Ils se sont précipités ici avant que la frontière ne soit achevée, ce qui est prévu pour mardi. Une seule ouverture, de 30 à 40 mètres, subsiste dans cette clôture renforcée par des barbelés.

«Nous avons eu beaucoup de chance» a estimé Shadi Dalati, un jeune homme de 39 ans venu de Raqqa, le quartier général du groupe djihadiste État islamique en Syrie, qui a pris la route avec sa femme et deux amis.

«Nous savions que la frontière allait être fermée, donc on ne s'est pas arrêtés depuis que nous avons quitté la Turquie il y a une semaine. Nous n'avons dormi que dans les bus», a-t-il dit.

Les malchanceux qui n'auront pu arriver à temps seront obligés de contourner la Hongrie et passer par la Croatie ou la Roumanie.

Et le flot est loin de se tarir. Dans la nuit de samedi à dimanche, 5000 migrants sont entrés en Macédoine depuis la Grèce, auxquels se sont ajoutés 2000 autres depuis dimanche matin, selon des sources concordantes interrogées par l'AFP sur place.

«La Hongrie est devenue un lieu d'humiliation et de souffrance pour ces demandeurs d'asile», a déploré Peter Bouckaert, un responsable de l'ONG Human Rights Watch se trouvant à la frontière.

«Ils ont quitté des pays en guerre. Ce n'est pas une clôture qui va leur faire tourner les talons, et on ne peut pas construire des clôtures tout autour de l'Europe», a encore déclaré celui-ci.

Bonne volonté et pagaille  

Dans le camp de réfugiés, une femme pliée en deux et sur le point de s'évanouir était transportée dans la tente médicale.

Elle avait porté sa fille sur ses épaules des heures durant.

Grâce cependant aux dons parvenus de toute l'Europe, le camp fonctionne, avec de l'aide médicale, des vêtements, de la nourriture.

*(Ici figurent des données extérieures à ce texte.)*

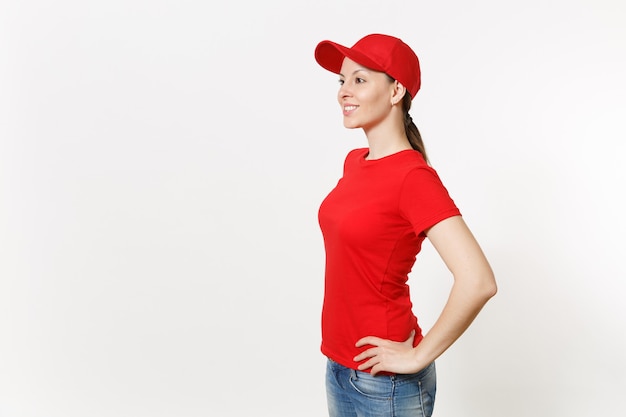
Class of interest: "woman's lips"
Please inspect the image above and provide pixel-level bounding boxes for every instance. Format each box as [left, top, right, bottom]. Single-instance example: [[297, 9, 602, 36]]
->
[[343, 104, 359, 116]]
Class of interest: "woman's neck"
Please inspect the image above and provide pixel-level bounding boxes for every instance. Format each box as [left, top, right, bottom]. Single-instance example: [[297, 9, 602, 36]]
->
[[365, 122, 412, 159]]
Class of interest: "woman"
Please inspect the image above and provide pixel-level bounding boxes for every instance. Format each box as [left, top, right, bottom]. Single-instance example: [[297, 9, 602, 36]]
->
[[315, 34, 496, 417]]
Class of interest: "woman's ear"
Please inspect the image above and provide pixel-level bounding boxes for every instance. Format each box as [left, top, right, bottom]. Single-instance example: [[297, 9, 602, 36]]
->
[[391, 81, 406, 106]]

«La bonne volonté est immense et elle est bienvenue, mais quand elle n'est pas coordonnée, c'est la pagaille!» a expliqué Babar Baloch, le porte-parole de l'Agence de l'ONU pour les réfugiés.

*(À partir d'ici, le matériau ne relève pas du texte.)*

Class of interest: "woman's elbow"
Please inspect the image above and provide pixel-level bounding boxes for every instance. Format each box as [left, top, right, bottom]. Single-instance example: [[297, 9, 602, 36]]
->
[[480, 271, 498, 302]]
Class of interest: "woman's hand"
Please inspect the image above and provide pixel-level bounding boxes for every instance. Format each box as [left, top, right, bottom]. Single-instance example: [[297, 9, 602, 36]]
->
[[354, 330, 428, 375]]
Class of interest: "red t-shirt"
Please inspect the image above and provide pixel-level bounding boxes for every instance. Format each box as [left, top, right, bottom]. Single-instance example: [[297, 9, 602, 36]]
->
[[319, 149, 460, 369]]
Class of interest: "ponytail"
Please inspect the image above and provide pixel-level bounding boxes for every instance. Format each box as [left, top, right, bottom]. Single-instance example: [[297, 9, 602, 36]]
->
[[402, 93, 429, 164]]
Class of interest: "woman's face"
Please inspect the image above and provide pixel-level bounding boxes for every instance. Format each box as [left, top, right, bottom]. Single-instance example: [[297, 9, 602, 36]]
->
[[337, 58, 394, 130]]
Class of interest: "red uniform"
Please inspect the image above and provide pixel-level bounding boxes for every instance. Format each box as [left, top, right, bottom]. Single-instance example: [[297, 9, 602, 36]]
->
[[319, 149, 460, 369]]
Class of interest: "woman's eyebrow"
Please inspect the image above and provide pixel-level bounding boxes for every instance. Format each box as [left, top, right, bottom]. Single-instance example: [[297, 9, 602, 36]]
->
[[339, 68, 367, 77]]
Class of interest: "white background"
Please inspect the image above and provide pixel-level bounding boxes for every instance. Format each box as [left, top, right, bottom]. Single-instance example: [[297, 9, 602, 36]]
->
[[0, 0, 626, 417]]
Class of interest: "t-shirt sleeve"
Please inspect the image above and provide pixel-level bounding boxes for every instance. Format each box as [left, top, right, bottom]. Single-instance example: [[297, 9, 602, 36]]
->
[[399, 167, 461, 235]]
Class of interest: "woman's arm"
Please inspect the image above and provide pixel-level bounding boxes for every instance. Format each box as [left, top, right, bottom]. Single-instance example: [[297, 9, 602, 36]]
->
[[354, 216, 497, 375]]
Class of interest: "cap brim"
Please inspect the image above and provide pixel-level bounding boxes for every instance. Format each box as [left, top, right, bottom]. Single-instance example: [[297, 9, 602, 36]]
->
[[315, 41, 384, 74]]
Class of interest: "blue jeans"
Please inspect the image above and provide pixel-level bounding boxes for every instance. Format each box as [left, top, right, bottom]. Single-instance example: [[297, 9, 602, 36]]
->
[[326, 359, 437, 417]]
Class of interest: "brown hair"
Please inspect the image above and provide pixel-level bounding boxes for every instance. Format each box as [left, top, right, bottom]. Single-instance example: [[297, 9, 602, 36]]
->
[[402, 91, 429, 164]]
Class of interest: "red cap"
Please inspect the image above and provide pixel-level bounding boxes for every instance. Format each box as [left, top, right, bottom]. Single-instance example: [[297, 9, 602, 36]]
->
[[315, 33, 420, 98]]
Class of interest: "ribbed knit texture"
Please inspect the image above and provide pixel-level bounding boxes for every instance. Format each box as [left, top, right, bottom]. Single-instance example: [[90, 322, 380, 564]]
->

Il désigne de la main les piles de nourriture pourrissante, les couvertures sales, et des vêtements trempés dispersés dans tous les coins de la pièce, réminiscence des pluies diluviennes de la semaine passée, qui ont fait place à la canicule.

«Hier, un groupe a apporté 24 tonnes d'aide, sans savoir ce dont on avait besoin», a-t-il ajouté.

L'un des plus grands défis a été de garder les familles réunies.

Un homme et une femme pleurent, ils crient le nom de leur fils: «Ahmed, Ahmed!», ils sont au bord de la crise de nerfs. Ils se trouvent juste à l'entrée de l'Union européenne, mais ils retourneront en Serbie, car leur fils a été perdu en route et ils veulent le retrouver.